The Government Accountability Office, GAO, reported that the Air Force, whose members often refer to remote pilots as the Chair Force, promoted remote pilots much more slowly than others. Drone operators also receive insufficient awards for their work.
In 2013, then-Secretary of Defense Leon Panetta announced the creation of a Distinguished Warfare Medal. It was intended for those occupations that have a significant impact on operations but didn’t fit the traditional requirements for medals based on heroism or performance in combat, such as unmanned aviators and those who conduct cyber warfare. There was great controversy and outcry because it was the first new warfare medal in 70 years and a higher award than a bronze star. Critics dubbed it the Nintendo Medal.

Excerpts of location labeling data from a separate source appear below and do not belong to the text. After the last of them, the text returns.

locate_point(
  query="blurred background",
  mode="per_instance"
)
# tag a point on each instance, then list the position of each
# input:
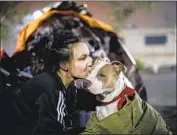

Shortly after the announcement, Panetta stepped down. The new Secretary of Defense, Chuck Hagel, canceled the Distinguished Warfare Medal. Instead of the high recognition envisioned by Panetta, remote operators are permitted an R-device to attach to existing medals to show they engage in remote combat.
Extraordinary stress of sailors
For nine months, the USS Eisenhower has been resisting the persistent Iran-backed, Yemen-based Houthi drone attacks in the Red Sea. Deployment of the crew has been twice extended and they fear another extension. Should the ship return to Norfolk, the Navy fears a negative effect on commercial shipping. The 7,000 sailors aboard the carrier are showing signs of fatigue. The Associated Press reported they are posting dark memes all around the ship.
Conclusion
Studies show that drone crews have a consistently higher incidence of psychiatric symptoms than their compatriots who operate manned aircrafts. They are burned out and exhausted. Adulations of bravery, courage and valor that traditional pilots receive are not bestowed upon drone pilots.
In his book “On Killing,” Army Lt. Col. Dave Grossman says that in study after study, two factors show up as critical to the magnitude of the post-traumatic stress response. First and most obvious is the intensity of the initial trauma. The second and less obvious, but an absolutely vital factor is the nature of the social support structure available to the traumatized individual.
It’s already a reality that drone operators are treated disrespectfully in films and by members of the military. Grossman says that as a result of facing societal condemnation, Vietnam vets locked themselves in the prisons of their own mind, prisons known as PTSD.
When we ask people to fight for us, we need to be aware of the consequences of what we ask them to do. And our courts must be ready to deal with those consequences when a veteran gets sideways with the law.